DeFi
Curve Finance Founder Michael Egorov Suffers Massive Liquidations
Egorov’s CRV holdings fell to $34 million after he took out nearly $100 million in stablecoin loans backed by $141 million worth of CRV.
A sharp drop in the price of CRV caused Michael Egorov, the founder of Curve Finance, to experience tens of millions of dollars in liquidations after borrowing nearly $100 million in stablecoins backed by Curve’s governance token.
On June 13, Lookonchain, an on-chain analytics team, reported that Egorov’s guarantee on four loan protocols had been reduced to just $33.9 million of CRV securing $20.6 million in debts after going into liquidation.
According to Arkham Intelligence, an on-chain intelligence company, Egorov has already used $141 million worth of CRV to support $95.7 million of stable loans using the DeFi Inverse, UwU Lend, Fraxlend, LlamaLend and Aave lending protocols.
On June 12, Arkham noted that $50 million in Egorov loans had been taken out in the form of crvUSD from Llamalend, depleting the protocol’s crvUSD pool and incurring approximately 120% annual interest. Arkham warned that a 10% drop in the price of CRV would put Egorov’s positions into liquidation.
The price of CRV, Curve’s governance token, collapsed by more than 20% in the past 24 hours, according to CoinGecko, triggering the liquidation of many of Egorov’s positions.
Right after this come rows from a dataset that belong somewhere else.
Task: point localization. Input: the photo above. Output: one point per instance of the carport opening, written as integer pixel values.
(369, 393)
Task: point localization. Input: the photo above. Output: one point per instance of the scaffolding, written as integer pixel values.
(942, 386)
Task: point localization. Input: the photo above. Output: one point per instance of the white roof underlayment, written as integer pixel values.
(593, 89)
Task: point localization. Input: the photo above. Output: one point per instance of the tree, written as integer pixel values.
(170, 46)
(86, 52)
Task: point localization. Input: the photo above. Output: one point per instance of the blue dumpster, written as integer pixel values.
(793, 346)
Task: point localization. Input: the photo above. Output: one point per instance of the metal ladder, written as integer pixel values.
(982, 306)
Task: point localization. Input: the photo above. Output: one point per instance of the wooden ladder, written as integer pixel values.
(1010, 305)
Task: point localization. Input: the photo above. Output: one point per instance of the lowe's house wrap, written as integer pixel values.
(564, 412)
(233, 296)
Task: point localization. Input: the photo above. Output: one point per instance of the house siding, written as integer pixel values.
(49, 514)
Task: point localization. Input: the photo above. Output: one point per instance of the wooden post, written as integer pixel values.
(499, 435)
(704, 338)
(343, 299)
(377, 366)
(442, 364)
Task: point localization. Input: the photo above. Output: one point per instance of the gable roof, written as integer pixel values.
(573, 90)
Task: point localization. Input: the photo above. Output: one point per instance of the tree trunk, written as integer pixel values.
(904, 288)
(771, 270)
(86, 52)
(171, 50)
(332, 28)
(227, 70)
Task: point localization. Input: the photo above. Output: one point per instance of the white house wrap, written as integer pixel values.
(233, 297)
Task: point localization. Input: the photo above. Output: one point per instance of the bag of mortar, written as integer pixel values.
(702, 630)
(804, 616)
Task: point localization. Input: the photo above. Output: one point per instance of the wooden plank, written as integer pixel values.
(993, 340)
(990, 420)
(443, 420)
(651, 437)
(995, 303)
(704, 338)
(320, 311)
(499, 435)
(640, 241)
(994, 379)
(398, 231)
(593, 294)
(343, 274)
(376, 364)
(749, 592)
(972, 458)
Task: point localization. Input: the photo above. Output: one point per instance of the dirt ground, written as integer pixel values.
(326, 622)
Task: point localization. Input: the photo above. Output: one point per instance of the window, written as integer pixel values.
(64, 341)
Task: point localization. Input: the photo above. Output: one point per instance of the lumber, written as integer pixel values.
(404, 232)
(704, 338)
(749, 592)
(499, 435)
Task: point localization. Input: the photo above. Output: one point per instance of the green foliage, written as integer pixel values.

CRV is also down 40% over the past seven days.
Egorov also suffered a 5 million dollars liquidation on UwU loanwhile the founder of Curve did refunds to Reverse to avoid further losses.
The current status of Egorov’s assets suggests that around 78% of his assets have been liquidated so far to repay his debts.
CRV/USD. Source: CoinGecko.
Curve Lend, a lending protocol launched by Curve Finance, was also hit hard by CRV’s withdrawal and Egorov’s liquidation.
On June 13, Saint Rat, a pseudonymous Curve contributor, tweeted that the protocol generated $11.5 million in bad debt, adding that the debt would be wiped out if the CRV price reached $0.33. CRV last changed hands for around $0.28.
Egorov tweeted that he was working with the Curve Finance team to address bad debts.
“Many of you know that all my loans have been liquidated,” Egorov said. “The size of my positions was too large for the markets to handle and caused 10 million in bad debts. Only CRV market on [Curve Lend] Was affected. I have already repaid 93% and plan to repay the rest very soon. This will help users not to suffer from this situation.
Egorov also launched a governance proposal throw burning 10% of the total CRV supply in an attempt to stabilize the price of the token. He said active voters will receive a three-month boost on deposit rewards across all Curve platforms.
According to According to Arkham Intelligence, two of Egorov’s accounts also incurred over $1 million in bad debts on Curve’s Llamalend protocol. However, Egorov cleared the debt after selling 30 million CRV tokens to Christian Seale of NextGen Venture Partners for 6 million USDT.
“I just acquired $30 million CRV from Michael Egorov,” Seale tweeted. “Support Curve Finance and the future of DeFi.”
Irrecoverable debts
This latest episode is not the first time that Egorov has tackled heavy liquidations. Last year, loans worth $60 million borrowed from Aave by Egorov threatened to leave the protocol with bad debts in the event of liquidation.
In June, Gauntlet, a risk management company, recommended that Aave freezes its CRV v2 marketplace to prevent the token from securing new loans and minimize the risks posed to the protocol. A proposal to freeze the CRV market was adopted in August 2023.
The same month, Egorov sold 106 million CRV for $46 million in private deals to repay the majority of its debts on Aave and other lending protocols. Egorov settled his debt to Aave in September with a deposit of US$11 million.